If the owners won't kick in to grow the business, and if retained earnings aren't sufficient to meet growth, what does that tell you? The business is forced to seek capital.

3. Repeated trips to the financial markets?

If the business continually has to approach the capital markets (other than in startup phases), that again is a sign that internally generated earnings and cash flows are not sufficient.

Once in a while it is okay, but again one is looking to weed out chronic capital consumers.

Two important things in the capital structure of the business

Capital Structure

When looking at capital structure, try to determine two things:

1. Is the business a consumer or producer of capital? Does it constantly require capital infusions to build growth or replace assets? Warren Buffett - and many other value investors - shun businesses that cannot generate sufficient capital on their own. In fact, one of the guiding principles behind Berkshire Hathaway is the generation of excess capital by subsidiary businesses that can be deployed elsewhere.

2. Is the business properly leveraged? Overleveraged businesses are at risk and additionally burden earnings with interest payments. Under-leveraged businesses, while better than overleveraged, may not be maximizing potential returns to shareholders.

Friday, 24 April 2009

Capital-intensive and Capital-hungry companies

CAPITAL SUFFICIENCY

Capital-hungry companies are sometimes hard to detect, but there are a few obvious signs.

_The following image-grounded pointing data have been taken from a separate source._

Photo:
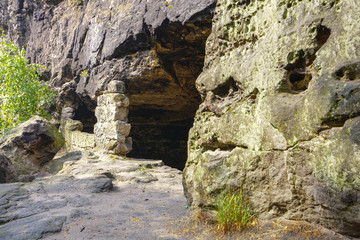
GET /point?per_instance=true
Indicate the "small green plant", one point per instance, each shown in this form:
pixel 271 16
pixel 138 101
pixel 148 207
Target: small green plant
pixel 233 211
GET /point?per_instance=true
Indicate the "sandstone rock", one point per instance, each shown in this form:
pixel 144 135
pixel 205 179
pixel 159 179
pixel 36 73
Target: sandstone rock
pixel 116 87
pixel 280 111
pixel 157 51
pixel 29 146
pixel 79 201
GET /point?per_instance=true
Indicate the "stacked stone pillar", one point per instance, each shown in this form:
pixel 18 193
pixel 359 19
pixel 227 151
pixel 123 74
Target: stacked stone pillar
pixel 112 129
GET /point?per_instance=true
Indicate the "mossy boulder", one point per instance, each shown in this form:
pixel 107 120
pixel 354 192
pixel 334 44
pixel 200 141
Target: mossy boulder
pixel 28 147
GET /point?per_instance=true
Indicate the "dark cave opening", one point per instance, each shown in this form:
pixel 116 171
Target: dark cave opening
pixel 163 104
pixel 166 141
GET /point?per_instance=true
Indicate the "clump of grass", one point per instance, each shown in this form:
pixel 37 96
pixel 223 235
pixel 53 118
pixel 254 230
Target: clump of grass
pixel 233 212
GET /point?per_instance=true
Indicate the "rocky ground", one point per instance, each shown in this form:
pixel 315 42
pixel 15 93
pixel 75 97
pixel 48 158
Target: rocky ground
pixel 82 195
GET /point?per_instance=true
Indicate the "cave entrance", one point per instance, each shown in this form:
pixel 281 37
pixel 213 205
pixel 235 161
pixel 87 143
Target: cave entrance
pixel 164 101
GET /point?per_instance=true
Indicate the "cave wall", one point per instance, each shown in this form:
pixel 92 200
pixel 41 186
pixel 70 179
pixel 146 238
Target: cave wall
pixel 157 51
pixel 280 111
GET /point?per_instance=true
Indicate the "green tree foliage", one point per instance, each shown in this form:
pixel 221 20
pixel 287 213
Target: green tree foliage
pixel 22 95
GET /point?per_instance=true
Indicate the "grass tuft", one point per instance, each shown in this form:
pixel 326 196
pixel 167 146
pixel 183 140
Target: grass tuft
pixel 233 212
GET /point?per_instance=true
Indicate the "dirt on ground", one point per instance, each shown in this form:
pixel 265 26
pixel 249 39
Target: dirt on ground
pixel 86 195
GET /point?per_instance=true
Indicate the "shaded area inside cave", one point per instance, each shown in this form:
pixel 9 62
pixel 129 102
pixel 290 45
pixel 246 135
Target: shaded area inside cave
pixel 164 140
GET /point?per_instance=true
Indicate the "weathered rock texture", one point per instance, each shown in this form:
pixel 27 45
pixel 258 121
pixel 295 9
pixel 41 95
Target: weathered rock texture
pixel 156 50
pixel 26 148
pixel 91 196
pixel 75 138
pixel 112 128
pixel 280 116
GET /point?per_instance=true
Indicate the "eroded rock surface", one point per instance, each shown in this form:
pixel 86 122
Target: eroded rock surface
pixel 280 115
pixel 82 195
pixel 158 51
pixel 26 148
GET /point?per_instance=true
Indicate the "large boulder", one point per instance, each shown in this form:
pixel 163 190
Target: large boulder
pixel 26 148
pixel 280 111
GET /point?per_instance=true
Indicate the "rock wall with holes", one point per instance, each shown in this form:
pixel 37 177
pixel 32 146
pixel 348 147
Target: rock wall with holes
pixel 280 115
pixel 156 50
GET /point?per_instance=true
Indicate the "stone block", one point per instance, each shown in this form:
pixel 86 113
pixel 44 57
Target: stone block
pixel 112 129
pixel 110 114
pixel 113 99
pixel 67 113
pixel 123 148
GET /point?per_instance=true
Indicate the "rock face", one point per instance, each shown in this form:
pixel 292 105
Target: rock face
pixel 112 128
pixel 157 51
pixel 90 196
pixel 280 115
pixel 24 149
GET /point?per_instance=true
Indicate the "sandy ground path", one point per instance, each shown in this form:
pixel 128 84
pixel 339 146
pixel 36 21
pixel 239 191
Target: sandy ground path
pixel 85 195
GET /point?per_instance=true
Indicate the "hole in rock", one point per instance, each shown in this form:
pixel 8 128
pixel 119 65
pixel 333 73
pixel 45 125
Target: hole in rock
pixel 323 33
pixel 87 117
pixel 163 103
pixel 349 72
pixel 228 87
pixel 299 81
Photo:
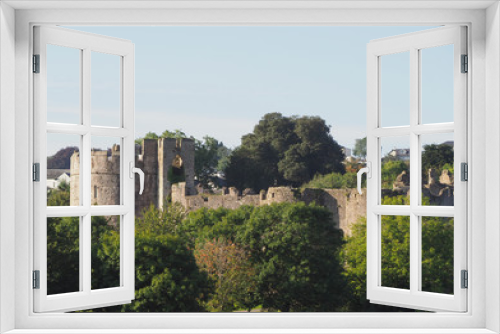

Companies in capital-intensive industries, such as manufacturing, transportation, or telecommunications, are likely suspects.

Here are a few indicators.

1. Share buybacks

The number of shares outstanding can be a real simple indicator of a capital hungry company. A company using cash to retire shares - if acting sensibly - is telling you that it generates more capital than it needs. On the other hand, if you look at a company like IBM, ROE has grown substantially, and massive share buybacks are a major reason.

Warning! : When evaluating share buybacks, make sure to look at actual shares outstanding. Relying on company news releases alone can be misleading. Companies also buy back shares to support employee incentive programs or to accumulate shares for an acquisition. Such repurchases may be okay but aren't the kind of repurchases that increase return on equity for remaining owners. (Comment: to take a look at HaiO share buyback.)

2. Cash flow ratio

Is cash flow from operations enough to meet investing requirements (capital assets being the main form of investment) and financing requirements (in this case, the repayment of debt)?

If not, it's back to the capital markets. This figure is pretty elusive unless you have - and study - statements of cash flow.

3. Lengthening asset cycles

If accounts receivable collection periods and inventory holding periods are lengthening (number of days' sales in accounts receivable and inventory), that forewarns the need for more capital.

4. Working capital

A company requiring steady increases in workng capital to support sales requires, naturally, capital. Working capital is capital.